Tunstall-Pedoe’s trajectory reveals a fascinating pattern emerging in AI: experienced builders are leaving big tech to tackle AI’s fundamental limitations. His move from Amazon to Unlikely AI isn’t just a career change—it’s a bet that the next breakthrough in AI won’t come from scaling up existing approaches, but from fundamentally rethinking how AI systems work. The focus on neurosymbolic AI is particularly prescient given current concerns about AI hallucinations and reliability. While companies like OpenAI and Google race to build larger language models, Tunstall-Pedoe is pursuing a different path: combining neural networks’ pattern recognition with symbolic AI’s logical reasoning. This could be the key to AI systems that are both powerful and trustworthy. His story also validates an important insight: innovation often requires the freedom to fail that only startups provide. At Amazon, Alexa succeeded spectacularly, but exploring truly unconventional ideas requires an environment where contrarian thinking thrives—something easier to achieve with venture backing than within a massive corporation’s hierarchy.

Why This Matters

This story offers crucial insights into the evolution of voice AI technology and the entrepreneurial decisions shaping the AI industry. Tunstall-Pedoe’s journey from creating Alexa to founding a neurosymbolic AI startup highlights a critical trend: experienced AI pioneers are increasingly leaving big tech to pursue more ambitious, unconventional approaches to artificial intelligence.
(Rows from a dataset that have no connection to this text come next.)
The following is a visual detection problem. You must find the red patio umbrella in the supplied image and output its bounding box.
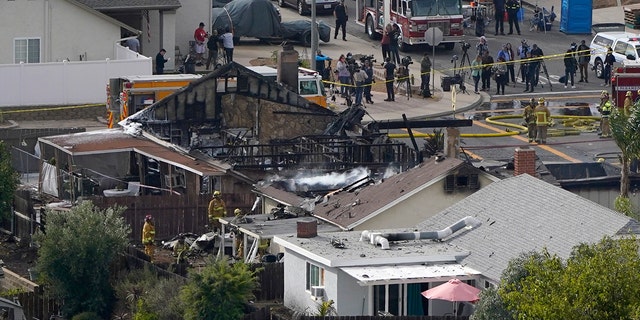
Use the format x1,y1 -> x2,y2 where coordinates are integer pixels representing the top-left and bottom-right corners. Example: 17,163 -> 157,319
422,279 -> 480,315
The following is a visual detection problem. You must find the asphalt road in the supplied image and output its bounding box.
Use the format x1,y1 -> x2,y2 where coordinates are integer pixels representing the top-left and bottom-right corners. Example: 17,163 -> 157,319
270,1 -> 619,164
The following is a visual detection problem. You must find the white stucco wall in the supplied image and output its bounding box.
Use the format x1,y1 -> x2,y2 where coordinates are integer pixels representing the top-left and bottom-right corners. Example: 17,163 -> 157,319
0,0 -> 120,64
353,175 -> 493,230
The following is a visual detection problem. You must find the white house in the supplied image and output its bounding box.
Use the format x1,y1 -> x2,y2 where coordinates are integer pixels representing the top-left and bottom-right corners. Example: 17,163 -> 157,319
0,0 -> 140,64
273,174 -> 640,316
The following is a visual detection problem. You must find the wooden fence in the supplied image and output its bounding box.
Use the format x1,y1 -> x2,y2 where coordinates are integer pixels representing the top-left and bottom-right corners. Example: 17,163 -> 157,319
17,286 -> 62,319
90,194 -> 255,241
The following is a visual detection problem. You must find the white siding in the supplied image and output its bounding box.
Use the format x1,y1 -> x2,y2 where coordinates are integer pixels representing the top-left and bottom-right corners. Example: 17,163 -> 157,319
0,0 -> 120,64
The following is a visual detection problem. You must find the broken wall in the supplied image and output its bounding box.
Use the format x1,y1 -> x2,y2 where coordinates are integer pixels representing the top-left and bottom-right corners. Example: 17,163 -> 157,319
222,94 -> 335,143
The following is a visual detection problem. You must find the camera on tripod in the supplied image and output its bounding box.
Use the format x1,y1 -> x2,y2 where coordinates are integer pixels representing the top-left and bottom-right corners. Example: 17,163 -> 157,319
360,54 -> 378,64
460,40 -> 471,51
400,56 -> 413,68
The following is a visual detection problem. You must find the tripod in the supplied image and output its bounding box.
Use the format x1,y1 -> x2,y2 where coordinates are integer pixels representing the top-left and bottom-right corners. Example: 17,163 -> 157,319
537,59 -> 553,91
451,56 -> 471,94
453,41 -> 471,79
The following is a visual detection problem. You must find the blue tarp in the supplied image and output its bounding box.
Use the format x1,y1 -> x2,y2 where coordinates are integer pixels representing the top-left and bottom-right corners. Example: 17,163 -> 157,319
560,0 -> 593,34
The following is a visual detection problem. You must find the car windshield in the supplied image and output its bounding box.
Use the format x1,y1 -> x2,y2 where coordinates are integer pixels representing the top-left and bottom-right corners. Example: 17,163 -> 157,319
411,0 -> 462,17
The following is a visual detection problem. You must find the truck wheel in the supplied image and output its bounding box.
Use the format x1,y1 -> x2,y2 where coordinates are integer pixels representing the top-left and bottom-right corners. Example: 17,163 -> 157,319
595,59 -> 604,79
364,15 -> 380,40
298,0 -> 307,16
398,38 -> 411,52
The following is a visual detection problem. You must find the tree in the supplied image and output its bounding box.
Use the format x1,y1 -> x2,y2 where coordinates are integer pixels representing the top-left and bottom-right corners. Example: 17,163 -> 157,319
609,106 -> 640,218
35,201 -> 130,318
180,259 -> 258,320
499,237 -> 640,319
0,140 -> 20,220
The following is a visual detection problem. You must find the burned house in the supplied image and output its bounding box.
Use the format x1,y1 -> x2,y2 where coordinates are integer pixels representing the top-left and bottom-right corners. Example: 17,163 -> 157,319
39,49 -> 416,238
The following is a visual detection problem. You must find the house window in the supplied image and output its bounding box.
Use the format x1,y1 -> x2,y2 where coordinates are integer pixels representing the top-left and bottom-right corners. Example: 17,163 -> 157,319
306,262 -> 324,290
13,38 -> 40,63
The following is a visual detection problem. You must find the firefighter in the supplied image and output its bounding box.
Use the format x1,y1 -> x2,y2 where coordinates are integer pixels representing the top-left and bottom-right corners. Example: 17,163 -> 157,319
533,98 -> 551,144
209,190 -> 227,232
522,98 -> 537,143
142,214 -> 156,261
598,90 -> 612,138
624,91 -> 633,117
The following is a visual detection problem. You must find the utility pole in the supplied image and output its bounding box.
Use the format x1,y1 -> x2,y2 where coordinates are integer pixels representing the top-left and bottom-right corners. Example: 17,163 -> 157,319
312,0 -> 318,70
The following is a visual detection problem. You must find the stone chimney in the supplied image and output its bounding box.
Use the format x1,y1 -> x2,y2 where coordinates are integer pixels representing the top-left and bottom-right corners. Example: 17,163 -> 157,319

His new venture, Unlikely AI, addresses one of the industry’s most pressing challenges—AI reliability and trustworthiness. As machine learning models become more powerful but occasionally produce incorrect or “hallucinated” results, the combination of neural networks with symbolic reasoning (neurosymbolic AI) represents a promising path forward. This approach could be essential for deploying AI in high-stakes applications where accuracy is paramount.
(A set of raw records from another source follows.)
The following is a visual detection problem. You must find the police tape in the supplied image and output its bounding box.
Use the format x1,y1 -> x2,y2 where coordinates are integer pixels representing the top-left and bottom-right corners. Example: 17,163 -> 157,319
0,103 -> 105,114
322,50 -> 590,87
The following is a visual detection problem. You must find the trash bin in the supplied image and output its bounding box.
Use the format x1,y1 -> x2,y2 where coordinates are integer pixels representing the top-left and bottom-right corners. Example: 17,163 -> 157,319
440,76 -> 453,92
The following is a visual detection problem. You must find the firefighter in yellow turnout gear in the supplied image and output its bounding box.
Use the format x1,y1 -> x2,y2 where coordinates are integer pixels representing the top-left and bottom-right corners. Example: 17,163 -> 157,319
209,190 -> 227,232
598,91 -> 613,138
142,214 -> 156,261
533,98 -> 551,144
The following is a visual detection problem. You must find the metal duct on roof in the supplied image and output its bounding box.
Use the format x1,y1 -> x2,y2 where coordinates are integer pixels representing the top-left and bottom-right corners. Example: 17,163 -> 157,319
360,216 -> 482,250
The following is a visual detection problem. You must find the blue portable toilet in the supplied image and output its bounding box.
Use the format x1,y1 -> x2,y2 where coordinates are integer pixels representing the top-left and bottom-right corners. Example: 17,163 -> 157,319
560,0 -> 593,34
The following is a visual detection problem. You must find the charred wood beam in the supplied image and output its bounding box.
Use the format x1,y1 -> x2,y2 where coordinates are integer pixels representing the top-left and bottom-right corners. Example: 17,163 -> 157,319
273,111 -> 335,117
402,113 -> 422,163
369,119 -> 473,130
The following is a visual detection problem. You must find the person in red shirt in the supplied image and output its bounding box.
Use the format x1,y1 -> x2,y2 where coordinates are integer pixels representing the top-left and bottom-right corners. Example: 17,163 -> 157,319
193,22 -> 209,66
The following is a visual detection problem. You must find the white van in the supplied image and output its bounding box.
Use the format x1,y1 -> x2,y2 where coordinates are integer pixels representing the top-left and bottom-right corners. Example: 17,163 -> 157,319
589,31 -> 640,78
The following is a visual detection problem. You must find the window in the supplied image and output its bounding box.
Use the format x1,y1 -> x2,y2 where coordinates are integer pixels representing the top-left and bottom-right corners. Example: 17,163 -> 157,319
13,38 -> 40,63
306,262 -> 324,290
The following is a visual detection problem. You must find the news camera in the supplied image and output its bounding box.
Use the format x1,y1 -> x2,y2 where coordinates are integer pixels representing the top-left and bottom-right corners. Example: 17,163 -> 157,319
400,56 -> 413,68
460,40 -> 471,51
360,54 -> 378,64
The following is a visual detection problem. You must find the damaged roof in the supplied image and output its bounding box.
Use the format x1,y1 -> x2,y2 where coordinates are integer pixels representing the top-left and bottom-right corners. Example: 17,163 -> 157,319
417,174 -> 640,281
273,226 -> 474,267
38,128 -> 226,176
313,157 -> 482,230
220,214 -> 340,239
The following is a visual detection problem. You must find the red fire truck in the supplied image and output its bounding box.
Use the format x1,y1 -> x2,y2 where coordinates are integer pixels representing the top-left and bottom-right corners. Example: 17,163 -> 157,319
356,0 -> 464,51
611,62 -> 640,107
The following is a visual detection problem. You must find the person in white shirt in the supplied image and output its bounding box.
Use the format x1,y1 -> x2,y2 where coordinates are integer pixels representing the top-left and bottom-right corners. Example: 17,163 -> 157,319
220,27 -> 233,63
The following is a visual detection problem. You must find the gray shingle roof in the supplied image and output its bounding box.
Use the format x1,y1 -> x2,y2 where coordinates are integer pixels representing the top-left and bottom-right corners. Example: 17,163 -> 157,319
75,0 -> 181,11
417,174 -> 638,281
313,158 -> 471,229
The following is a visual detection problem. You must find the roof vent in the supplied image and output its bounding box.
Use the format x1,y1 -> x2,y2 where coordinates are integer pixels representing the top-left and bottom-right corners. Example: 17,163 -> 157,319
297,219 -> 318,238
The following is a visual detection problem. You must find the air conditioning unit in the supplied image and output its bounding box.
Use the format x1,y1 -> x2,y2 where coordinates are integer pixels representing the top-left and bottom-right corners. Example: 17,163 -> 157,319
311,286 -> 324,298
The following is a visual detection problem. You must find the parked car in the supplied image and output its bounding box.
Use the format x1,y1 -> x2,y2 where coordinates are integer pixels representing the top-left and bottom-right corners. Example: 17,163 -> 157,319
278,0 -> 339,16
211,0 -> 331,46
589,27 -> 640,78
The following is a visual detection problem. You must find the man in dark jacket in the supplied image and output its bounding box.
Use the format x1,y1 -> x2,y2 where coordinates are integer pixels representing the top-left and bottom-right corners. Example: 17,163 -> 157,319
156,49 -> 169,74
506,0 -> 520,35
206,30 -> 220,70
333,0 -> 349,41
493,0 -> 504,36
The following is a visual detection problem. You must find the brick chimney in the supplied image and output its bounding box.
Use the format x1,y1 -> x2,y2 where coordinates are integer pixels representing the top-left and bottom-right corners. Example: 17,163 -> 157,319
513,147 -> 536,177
The story also illuminates the trade-offs between innovation at scale versus startup agility. While Amazon provided Alexa with instant exposure and massive resources, Tunstall-Pedoe’s experience suggests that truly novel AI breakthroughs may require the freedom and risk-taking culture that only startups can provide. For the AI industry, this raises important questions about where the next generation of transformative AI technologies will emerge—from tech giants or from nimble startups led by experienced innovators.